According to the technical scheme, a leukocyte antigen sequence and a peptide fragment sequence of a tumor patient are obtained; inputting the leukocyte antigen sequence and the peptide fragment sequence into a trained affinity score prediction model to obtain affinity scores of the leukocyte antigen sequence and the peptide fragment sequence; the affinity scores of the leukocyte antigen sequences and the peptide sequences can be automatically determined, a metering feature matrix is not required to be constructed based on similar motif setting features or contribution setting scores of each motif, features can be automatically extracted through an affinity score prediction model, deeper features can be extracted, and therefore accuracy of the affinity scores is improved; when the affinity score reaches a preset threshold value, the peptide sequence is determined to be the tumor neoantigen, so that the accuracy of predicting the tumor neoantigen is improved, the false positive phenomenon of screening the tumor neoantigen is reduced, the problem of low accuracy and efficiency of determining the tumor neoantigen is solved, the accuracy and efficiency of determining the tumor neoantigen are improved, and the labor cost is reduced.
Example III
Fig. 6 is a block diagram of a tumor neoantigen predicting apparatus according to a third embodiment of the present invention, where the tumor neoantigen predicting apparatus includes: a sequence acquisition module 310, an affinity score acquisition module 320, and a tumor neoantigen determination module 330.
The sequence acquisition module 310 is used for acquiring a leukocyte antigen sequence and a peptide fragment sequence of a tumor patient; the affinity score obtaining module 320 is configured to input the leukocyte antigen sequence and the peptide fragment sequence into a trained prediction model, so as to obtain affinity scores of the leukocyte antigen sequence and the peptide fragment sequence; a tumor neoantigen determination module 330 for determining whether the peptide fragment sequence is a tumor neoantigen based on the affinity score.
Optionally, the affinity score prediction model includes an encoder and a decoder;
in the foregoing embodiment, the affinity score obtaining module 320 includes:
a sequence code generating unit for encoding the leukocyte antigen sequence and the peptide sequence by the encoder to obtain a sequence code;
and the affinity score determining unit is used for determining the affinity score according to the sequence codes through the decoder.
In the technical solution of the above embodiment, the sequence code generating unit includes:
a spliced sequence generation subunit, configured to splice the leukocyte antigen sequence and the peptide fragment sequence through the encoder to obtain a spliced sequence;
and the sequence code generation subunit is used for coding the spliced sequence through the coder to obtain a sequence code.

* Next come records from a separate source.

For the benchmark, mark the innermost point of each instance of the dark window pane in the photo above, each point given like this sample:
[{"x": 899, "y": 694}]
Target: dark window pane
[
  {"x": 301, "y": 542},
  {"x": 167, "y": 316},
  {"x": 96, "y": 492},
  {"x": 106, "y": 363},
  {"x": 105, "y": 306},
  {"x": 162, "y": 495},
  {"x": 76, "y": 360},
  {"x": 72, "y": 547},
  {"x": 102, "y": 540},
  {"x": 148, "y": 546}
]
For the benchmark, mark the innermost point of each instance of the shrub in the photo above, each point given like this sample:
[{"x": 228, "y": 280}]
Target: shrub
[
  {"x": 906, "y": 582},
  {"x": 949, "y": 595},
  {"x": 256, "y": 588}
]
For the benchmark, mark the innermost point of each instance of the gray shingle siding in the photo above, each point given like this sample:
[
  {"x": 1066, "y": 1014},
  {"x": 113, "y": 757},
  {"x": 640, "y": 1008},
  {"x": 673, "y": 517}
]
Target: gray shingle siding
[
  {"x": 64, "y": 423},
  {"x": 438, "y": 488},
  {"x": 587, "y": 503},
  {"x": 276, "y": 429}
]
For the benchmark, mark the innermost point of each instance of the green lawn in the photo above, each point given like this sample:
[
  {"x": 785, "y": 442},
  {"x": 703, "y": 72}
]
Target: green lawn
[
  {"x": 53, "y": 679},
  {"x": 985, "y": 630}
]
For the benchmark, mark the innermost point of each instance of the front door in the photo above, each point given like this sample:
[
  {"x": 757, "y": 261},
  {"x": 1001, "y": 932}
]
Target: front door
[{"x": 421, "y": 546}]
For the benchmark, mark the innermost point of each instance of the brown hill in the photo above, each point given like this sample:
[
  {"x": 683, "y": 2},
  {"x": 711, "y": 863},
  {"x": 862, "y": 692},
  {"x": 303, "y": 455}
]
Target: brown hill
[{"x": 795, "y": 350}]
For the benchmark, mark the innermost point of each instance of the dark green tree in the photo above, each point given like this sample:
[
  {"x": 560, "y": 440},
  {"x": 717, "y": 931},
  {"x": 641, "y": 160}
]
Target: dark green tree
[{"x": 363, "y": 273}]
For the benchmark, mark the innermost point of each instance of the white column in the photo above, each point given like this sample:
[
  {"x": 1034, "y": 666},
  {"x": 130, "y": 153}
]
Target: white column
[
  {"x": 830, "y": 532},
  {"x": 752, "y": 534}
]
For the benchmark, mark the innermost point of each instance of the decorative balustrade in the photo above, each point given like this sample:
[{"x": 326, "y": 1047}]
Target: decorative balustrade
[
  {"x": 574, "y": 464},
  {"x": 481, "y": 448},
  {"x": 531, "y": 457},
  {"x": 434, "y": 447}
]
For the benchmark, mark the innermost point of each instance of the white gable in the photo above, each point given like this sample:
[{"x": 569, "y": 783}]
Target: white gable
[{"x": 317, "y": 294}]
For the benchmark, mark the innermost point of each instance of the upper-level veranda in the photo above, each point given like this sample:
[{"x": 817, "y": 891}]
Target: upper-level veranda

Optionally, the decoder is constructed based on a gating mechanism and an attention mechanism.
In the technical solution of the above embodiment, the affinity score determining unit includes:
a target sequence feature extraction subunit, configured to extract, by using the decoder, a target sequence feature according to the sequence code;
and the affinity score determining subunit is used for determining the affinity score according to the target sequence characteristics.
In the technical solution of the foregoing embodiment, the target sequence feature extraction subunit includes:
a sequence feature extraction subunit for extracting sequence features from the sequence codes based on the gating mechanism by the decoder;
a screening sequence feature obtaining subunit, configured to screen the sequence feature by using the decoder based on the attention mechanism, to obtain a screening sequence feature;
and the feature extraction subunit is used for carrying out feature extraction processing on the screening sequence features based on the gating mechanism through the decoder to obtain target sequence features.
In the above embodiment, the tumor neoantigen determining module 330 is specifically configured to determine that the peptide sequence is the tumor neoantigen when the affinity score reaches a preset threshold.
According to the technical scheme, a leukocyte antigen sequence and a peptide fragment sequence of a tumor patient are obtained; inputting the leukocyte antigen sequence and the peptide fragment sequence into a trained affinity score prediction model to obtain affinity scores of the leukocyte antigen sequence and the peptide fragment sequence; the affinity scores of the leukocyte antigen sequences and the peptide sequences can be automatically determined, a metering feature matrix is not required to be constructed based on similar motif setting features or contribution setting scores of each motif, features can be automatically extracted through an affinity score prediction model, deeper features can be extracted, and therefore accuracy of the affinity scores is improved; whether the peptide sequence is a tumor neoantigen or not is determined according to the affinity score, so that the false positive phenomenon of screening of the tumor neoantigen is reduced, the problem of low accuracy and efficiency of determining the tumor neoantigen is solved, and the effects of improving the accuracy and efficiency of determining the tumor neoantigen and reducing the complexity of a program and the labor cost are achieved.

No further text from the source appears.